Dataset Before Cleaning¶

  • Google dataset contains 23,250 data points with 7 features, while Trustpilot dataset contains 16,673 data points with 15 features.

Dataset Cleaning¶

  • Removed rows where the comments column is empty and where the language is not English.
  • Text processing steps:
    • Stopwords removed.
    • Non-alphabetic characters removed.
    • Text tokenized.

Initial Analysis After Cleaning¶

PureGym Reviews on Google¶

  • The cleaned Google dataset now has 13,898 data points.
  • Comments feature:
    • 13,492 unique words.
    • 241,042 total words.
  • Location Name feature:
    • 512 unique locations.
  • Top 10 words indicate a positive sentiment, featuring words like clean and great.
  • Word cloud analysis also suggests a positive sentiment with prominent words like nice and love.

Negative Reviews (Score < 3)¶

  • 2,785 data points classified as negative.
  • 8,414 unique words, 81,163 total words.
  • Word cloud reveals more negative words such as dirty and broken.

PureGym Reviews on Trustpilot¶

  • The cleaned Trustpilot dataset still has 16,673 data points.
  • Comments feature:
    • 12,859 unique words.
    • 277,004 total words.
  • Location Name feature:
    • 374 unique locations.
  • Top 10 words suggest a positive sentiment similar to Google reviews, with words like clean and great.
  • Word cloud is less conclusive, showing words like great and good, making it harder to determine an overall sentiment.

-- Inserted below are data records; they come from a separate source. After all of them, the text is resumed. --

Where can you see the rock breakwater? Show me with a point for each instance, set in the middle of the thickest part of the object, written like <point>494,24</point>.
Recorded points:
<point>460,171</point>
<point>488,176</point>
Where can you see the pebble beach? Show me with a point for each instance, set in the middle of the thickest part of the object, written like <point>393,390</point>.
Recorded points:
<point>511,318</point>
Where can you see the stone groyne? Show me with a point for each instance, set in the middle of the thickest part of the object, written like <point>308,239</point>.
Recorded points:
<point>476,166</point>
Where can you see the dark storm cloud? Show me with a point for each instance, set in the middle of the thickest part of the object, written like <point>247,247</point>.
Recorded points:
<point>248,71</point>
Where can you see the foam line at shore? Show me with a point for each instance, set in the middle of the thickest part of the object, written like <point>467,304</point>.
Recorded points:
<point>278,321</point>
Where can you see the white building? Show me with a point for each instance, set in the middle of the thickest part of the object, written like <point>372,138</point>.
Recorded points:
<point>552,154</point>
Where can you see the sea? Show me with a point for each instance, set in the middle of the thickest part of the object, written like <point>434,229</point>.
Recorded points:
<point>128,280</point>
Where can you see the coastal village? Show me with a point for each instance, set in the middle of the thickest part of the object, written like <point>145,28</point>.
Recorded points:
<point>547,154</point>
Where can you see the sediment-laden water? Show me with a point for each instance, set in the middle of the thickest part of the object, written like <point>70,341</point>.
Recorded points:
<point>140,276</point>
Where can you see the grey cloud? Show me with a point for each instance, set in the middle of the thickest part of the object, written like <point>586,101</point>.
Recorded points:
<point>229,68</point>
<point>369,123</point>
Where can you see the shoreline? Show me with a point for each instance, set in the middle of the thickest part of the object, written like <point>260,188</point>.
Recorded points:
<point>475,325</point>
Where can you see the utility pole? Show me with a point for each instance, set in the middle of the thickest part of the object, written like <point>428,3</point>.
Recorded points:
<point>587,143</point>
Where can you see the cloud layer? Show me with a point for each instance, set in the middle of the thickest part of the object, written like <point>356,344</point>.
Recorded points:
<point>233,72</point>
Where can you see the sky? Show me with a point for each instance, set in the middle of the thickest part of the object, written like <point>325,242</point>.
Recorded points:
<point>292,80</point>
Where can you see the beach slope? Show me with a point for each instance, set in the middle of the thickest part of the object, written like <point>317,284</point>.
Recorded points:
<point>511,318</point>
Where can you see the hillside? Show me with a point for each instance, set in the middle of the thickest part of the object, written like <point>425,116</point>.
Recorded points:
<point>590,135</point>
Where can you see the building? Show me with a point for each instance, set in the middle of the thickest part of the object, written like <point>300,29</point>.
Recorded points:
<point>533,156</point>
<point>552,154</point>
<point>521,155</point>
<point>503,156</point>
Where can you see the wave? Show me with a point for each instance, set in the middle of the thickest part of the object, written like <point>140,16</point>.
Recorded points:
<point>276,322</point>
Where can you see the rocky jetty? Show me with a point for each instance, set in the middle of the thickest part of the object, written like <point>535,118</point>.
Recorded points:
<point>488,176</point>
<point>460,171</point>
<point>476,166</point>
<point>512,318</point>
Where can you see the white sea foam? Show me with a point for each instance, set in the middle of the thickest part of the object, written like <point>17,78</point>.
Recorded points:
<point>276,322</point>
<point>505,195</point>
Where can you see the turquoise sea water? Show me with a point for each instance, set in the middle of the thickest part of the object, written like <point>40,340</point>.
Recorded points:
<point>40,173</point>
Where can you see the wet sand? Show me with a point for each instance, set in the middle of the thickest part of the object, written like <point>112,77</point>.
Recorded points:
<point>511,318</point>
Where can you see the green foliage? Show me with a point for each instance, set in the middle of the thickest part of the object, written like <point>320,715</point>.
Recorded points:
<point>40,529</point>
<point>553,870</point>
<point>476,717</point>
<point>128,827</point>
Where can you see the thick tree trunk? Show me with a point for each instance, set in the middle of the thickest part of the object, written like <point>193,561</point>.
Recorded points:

Negative Reviews (Score < 3)¶

  • 3,543 data points classified as negative.
  • 8,410 unique words, 95,444 total words.
  • Word cloud highlights specific negative topics, such as staff and showers, which may contribute to the dissatisfaction.

Common Locations¶

  • Number of common locations between Google and Trustpilot: 312

Conducting initial topic modelling¶

In [12]:
google_neg = None
trustpilot_neg = None


for name, df in neg_dataset.items():
  if name == "google":
    google_neg = df
  else:
    trustpilot_neg = df
In [13]:
common_google = google_neg[google_neg["Location Name"].isin(trustpilot_neg["Location Name"])][["Comment","Location Name"]]
common_trustpilot = trustpilot_neg[trustpilot_neg["Location Name"].isin(common_google["Location Name"])][["Comment", "Location Name"]]
merged_data = pd.concat([common_google, common_trustpilot], ignore_index=True)
In [14]:
merged_data.shape
Out[14]:
(3888, 2)
In [37]:
def bert_modelling(data):

  data = data.copy()

  merged_neg_clean = data["Comment"].tolist()
  model = BERTopic(verbose=True)
  model.fit(merged_neg_clean)
  topics, probabilities = model.transform(merged_neg_clean)

  data["topic"] = topics

  return model, data, topics, probabilities
In [38]:
model, topics_data, topics, probabilities = bert_modelling(merged_data)
2025-04-01 03:01:29,078 - BERTopic - Embedding - Transforming documents to embeddings.
Batches:   0%|          | 0/122 [00:00<?, ?it/s]
2025-04-01 03:01:31,289 - BERTopic - Embedding - Completed ✓
2025-04-01 03:01:31,290 - BERTopic - Dimensionality - Fitting the dimensionality reduction algorithm
2025-04-01 03:01:54,395 - BERTopic - Dimensionality - Completed ✓
2025-04-01 03:01:54,396 - BERTopic - Cluster - Start clustering the reduced embeddings
2025-04-01 03:01:54,540 - BERTopic - Cluster - Completed ✓
2025-04-01 03:01:54,544 - BERTopic - Representation - Fine-tuning topics using representation models.
2025-04-01 03:01:54,694 - BERTopic - Representation - Completed ✓
Batches:   0%|          | 0/122 [00:00<?, ?it/s]
2025-04-01 03:01:55,924 - BERTopic - Dimensionality - Reducing dimensionality of input embeddings.
2025-04-01 03:01:55,936 - BERTopic - Dimensionality - Completed ✓
2025-04-01 03:01:55,937 - BERTopic - Clustering - Approximating new points with `hdbscan_model`
2025-04-01 03:01:56,069 - BERTopic - Cluster - Completed ✓
In [40]:
def bert_visuals(bert_model):

  print(f"Total number of topics: {len(bert_model.get_topics())}")
  topic_freq = bert_model.get_topic_freq()
  print(f"Outliers:\n {topic_freq[topic_freq['Topic'] == -1]} \n")
  print(f"Top topics along with their document frequencies: \n {topic_freq[topic_freq['Topic'] != -1].head(10)} \n")
  top_2_topics = topic_freq[topic_freq['Topic'] != -1].head(2)["Topic"].tolist()
  for tp in top_2_topics:
    print(f"Topic {tp} has the following top words: \n {bert_model.get_topic(tp)} \n")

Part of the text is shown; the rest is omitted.